En otro dormitorio contiguo al suyo, Martín tenía escondida la treinta y dos con la que terminó para siempre con los problemas de su vida. Así lo sentía él, acurrucado en su sillón, terminando un vaso de vino con aquellos maníes salteños que conseguían en un almacén único del barrio. ¿De dónde los sacaban? ¡Eran sencillamente espectaculares! Sin embargo, se sentía sólo. Estaba solo. Él y su secreto, bien guardados.
Al momento de esconder el arma no había considerado siquiera las medidas de seguridad aprendidas en la escuela de tiro. Estaba bien donde estaba, encima del placard de la habitación, bien a mano por si se presentaba la ocasión de usarla en su defensa o en defensa de su familia. Siempre con una bala en la recámara y con el seguro colocado, pero fuera de su estuche. Al alcance. Estaba contento. Por fin su problema había concluido y todo gracias a esa pistola calibre 32 que había utilizado con tanta precisión. Es que el maldito se lo merecía. ¡Qué tenía que decirle a él cómo hacer las cosas! Está bien, es normal que en tu trabajo te digan como hacer la tarea, pero ¿había necesidad de hacerlo humillándolo? Seguro que no.
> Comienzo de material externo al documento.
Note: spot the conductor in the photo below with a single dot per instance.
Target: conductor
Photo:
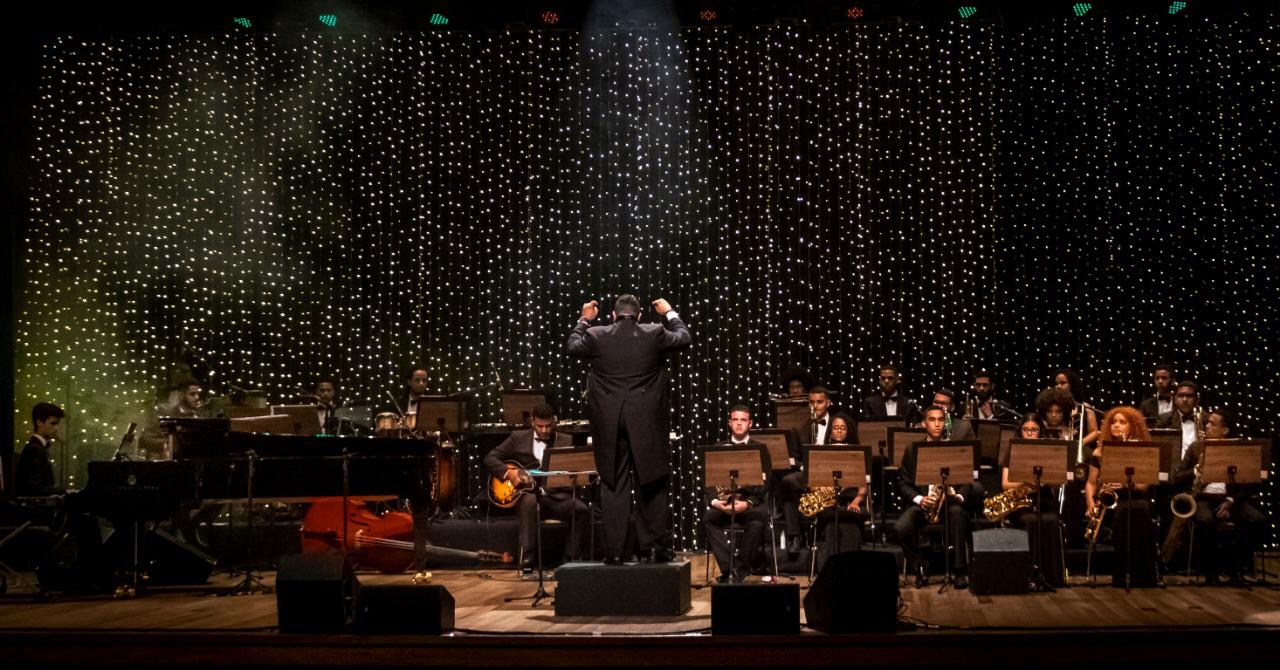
(627, 405)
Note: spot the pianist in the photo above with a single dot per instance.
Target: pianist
(35, 472)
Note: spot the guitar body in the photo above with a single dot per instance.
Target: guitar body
(503, 493)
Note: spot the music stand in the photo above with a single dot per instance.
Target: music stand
(950, 463)
(577, 463)
(1134, 464)
(839, 465)
(305, 419)
(432, 410)
(731, 466)
(791, 414)
(517, 405)
(987, 431)
(1043, 464)
(1237, 463)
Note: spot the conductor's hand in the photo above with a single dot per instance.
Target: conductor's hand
(590, 310)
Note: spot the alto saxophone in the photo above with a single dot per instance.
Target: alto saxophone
(1001, 505)
(817, 500)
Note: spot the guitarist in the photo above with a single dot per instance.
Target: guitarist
(522, 451)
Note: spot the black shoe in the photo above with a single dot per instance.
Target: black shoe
(659, 555)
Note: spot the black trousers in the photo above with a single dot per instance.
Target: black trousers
(790, 490)
(1142, 543)
(558, 505)
(848, 538)
(754, 523)
(913, 520)
(1216, 559)
(653, 516)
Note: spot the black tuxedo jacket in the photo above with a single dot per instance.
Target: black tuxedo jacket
(33, 474)
(627, 387)
(906, 482)
(873, 408)
(520, 447)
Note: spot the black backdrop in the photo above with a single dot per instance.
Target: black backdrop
(1092, 192)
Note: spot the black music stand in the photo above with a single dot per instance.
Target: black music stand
(951, 464)
(1043, 464)
(730, 465)
(1235, 461)
(1136, 464)
(836, 464)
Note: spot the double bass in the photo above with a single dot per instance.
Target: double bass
(379, 542)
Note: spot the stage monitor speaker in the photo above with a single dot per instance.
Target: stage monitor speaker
(405, 609)
(1001, 561)
(755, 609)
(170, 561)
(854, 592)
(314, 593)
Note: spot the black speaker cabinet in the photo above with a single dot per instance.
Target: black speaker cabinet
(854, 592)
(405, 609)
(314, 593)
(755, 609)
(1001, 561)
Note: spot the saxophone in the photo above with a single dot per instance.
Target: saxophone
(817, 500)
(1001, 505)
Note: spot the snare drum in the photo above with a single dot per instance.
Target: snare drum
(387, 424)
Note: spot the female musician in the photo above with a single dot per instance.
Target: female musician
(1124, 424)
(1045, 525)
(851, 504)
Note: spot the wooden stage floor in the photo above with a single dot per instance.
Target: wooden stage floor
(1079, 624)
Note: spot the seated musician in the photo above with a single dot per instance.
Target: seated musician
(850, 506)
(1046, 525)
(1123, 424)
(749, 511)
(1217, 502)
(525, 450)
(922, 502)
(791, 486)
(33, 474)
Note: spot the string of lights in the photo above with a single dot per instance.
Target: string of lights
(1095, 192)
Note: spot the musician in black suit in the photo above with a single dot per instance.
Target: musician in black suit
(749, 511)
(35, 472)
(922, 501)
(1219, 502)
(525, 450)
(1162, 402)
(890, 401)
(791, 487)
(629, 408)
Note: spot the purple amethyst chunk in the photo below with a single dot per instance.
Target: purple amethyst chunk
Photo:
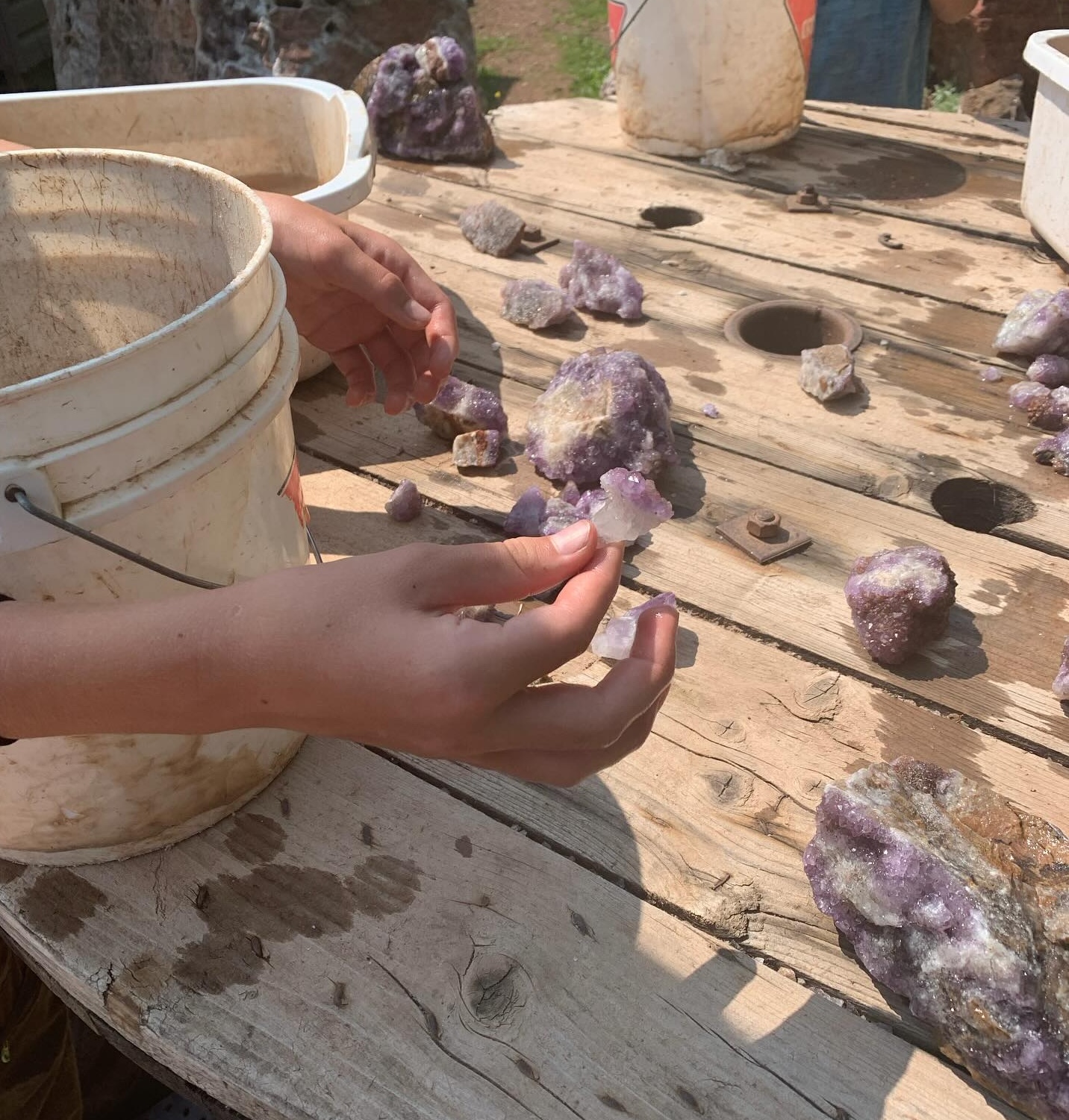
(629, 507)
(405, 503)
(526, 518)
(460, 408)
(901, 601)
(959, 902)
(597, 281)
(492, 228)
(420, 104)
(617, 639)
(1038, 325)
(1050, 370)
(602, 410)
(534, 304)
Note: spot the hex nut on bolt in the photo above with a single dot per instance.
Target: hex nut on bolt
(763, 523)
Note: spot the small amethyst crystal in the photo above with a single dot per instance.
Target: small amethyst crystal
(602, 410)
(534, 304)
(1038, 325)
(1050, 370)
(458, 408)
(626, 507)
(597, 281)
(1053, 453)
(959, 902)
(405, 503)
(617, 639)
(476, 448)
(827, 373)
(492, 228)
(526, 518)
(420, 104)
(901, 601)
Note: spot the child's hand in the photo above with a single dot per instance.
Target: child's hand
(361, 298)
(371, 648)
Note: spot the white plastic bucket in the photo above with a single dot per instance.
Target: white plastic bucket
(204, 483)
(1044, 195)
(693, 75)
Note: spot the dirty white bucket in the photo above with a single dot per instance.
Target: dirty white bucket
(204, 482)
(693, 75)
(288, 134)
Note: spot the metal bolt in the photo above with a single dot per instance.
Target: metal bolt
(763, 525)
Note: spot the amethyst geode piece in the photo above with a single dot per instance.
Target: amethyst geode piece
(959, 902)
(597, 281)
(603, 409)
(460, 408)
(422, 104)
(901, 601)
(1038, 325)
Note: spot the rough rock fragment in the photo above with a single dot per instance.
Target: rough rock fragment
(476, 448)
(534, 304)
(959, 902)
(405, 503)
(1038, 325)
(602, 410)
(626, 507)
(460, 408)
(827, 373)
(900, 601)
(422, 104)
(597, 281)
(1050, 370)
(617, 637)
(492, 228)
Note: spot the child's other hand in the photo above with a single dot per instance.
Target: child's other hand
(360, 297)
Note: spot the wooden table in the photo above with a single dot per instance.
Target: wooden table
(644, 945)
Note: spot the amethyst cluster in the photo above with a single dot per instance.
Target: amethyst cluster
(422, 105)
(900, 601)
(603, 409)
(959, 902)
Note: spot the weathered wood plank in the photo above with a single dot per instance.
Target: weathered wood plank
(484, 976)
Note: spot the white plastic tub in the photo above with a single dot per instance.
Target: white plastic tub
(1044, 197)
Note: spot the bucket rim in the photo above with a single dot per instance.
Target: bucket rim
(64, 156)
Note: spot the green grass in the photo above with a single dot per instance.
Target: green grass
(584, 47)
(945, 98)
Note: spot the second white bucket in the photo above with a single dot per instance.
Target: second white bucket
(693, 75)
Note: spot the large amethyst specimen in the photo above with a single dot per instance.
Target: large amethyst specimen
(901, 601)
(959, 902)
(534, 304)
(423, 107)
(597, 281)
(1038, 325)
(460, 408)
(602, 410)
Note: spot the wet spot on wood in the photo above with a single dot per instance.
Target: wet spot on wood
(60, 903)
(384, 885)
(255, 839)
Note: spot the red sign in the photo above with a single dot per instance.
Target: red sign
(804, 16)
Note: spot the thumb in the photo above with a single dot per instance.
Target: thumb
(472, 575)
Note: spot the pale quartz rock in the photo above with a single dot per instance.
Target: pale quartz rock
(617, 639)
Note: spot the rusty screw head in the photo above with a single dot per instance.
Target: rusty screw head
(763, 525)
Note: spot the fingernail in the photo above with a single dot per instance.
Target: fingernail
(417, 313)
(573, 539)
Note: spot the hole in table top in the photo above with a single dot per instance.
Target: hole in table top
(789, 326)
(669, 217)
(979, 505)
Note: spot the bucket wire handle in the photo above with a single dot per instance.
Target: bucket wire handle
(19, 496)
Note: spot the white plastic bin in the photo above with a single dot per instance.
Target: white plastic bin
(1044, 197)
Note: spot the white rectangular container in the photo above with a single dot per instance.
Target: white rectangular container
(290, 134)
(1044, 198)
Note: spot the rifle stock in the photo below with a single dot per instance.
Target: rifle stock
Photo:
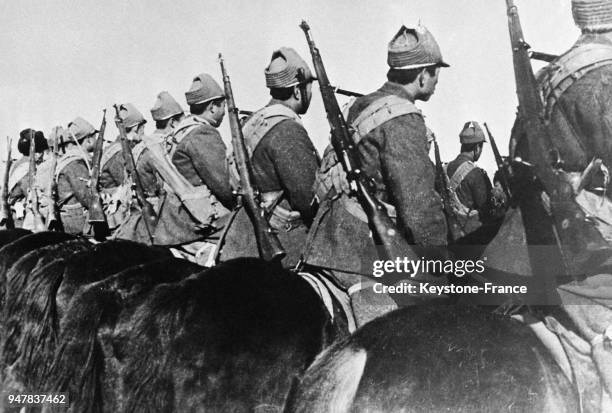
(503, 173)
(6, 217)
(455, 231)
(95, 212)
(37, 222)
(54, 219)
(575, 235)
(270, 248)
(148, 213)
(390, 243)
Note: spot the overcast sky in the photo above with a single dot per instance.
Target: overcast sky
(60, 59)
Había entrado esa mañana en la oficina del jefe y le había apuntado directamente a la cabeza, sin miramientos, y sin decir una palabra le había disparado silenciosamente, aquella bala mortal. El hombre quedó desparramado en el suelo dejando un espantoso cuadro de sangre y vísceras por el piso y la pared completamente sucia. Después, un regreso tranquilo sintiendo una calma extraña, un alivio desconocido y largamente buscado, inolvidable y sucio, pero intenso.
El desenlace era previsible. No quería que su crimen quedara impune. Si la investigación no conducía a él por algún motivo, se encargaría igualmente de guiar a la justicia para llegar a la verdad. Quería pagar por lo que había hecho. Pensaba en la mujer de aquel hombre mayor, en los hijos y en los familiares directos. Pensaba en su soledad, la sentía en el pecho como una brasa caliente quemando por dentro, y pensaba en aquel cuadro lamentable que habían dejado los dos en la oficina de su jefe. Pero estaba tranquilo y sereno, confiando -¿por qué no?- en la justicia.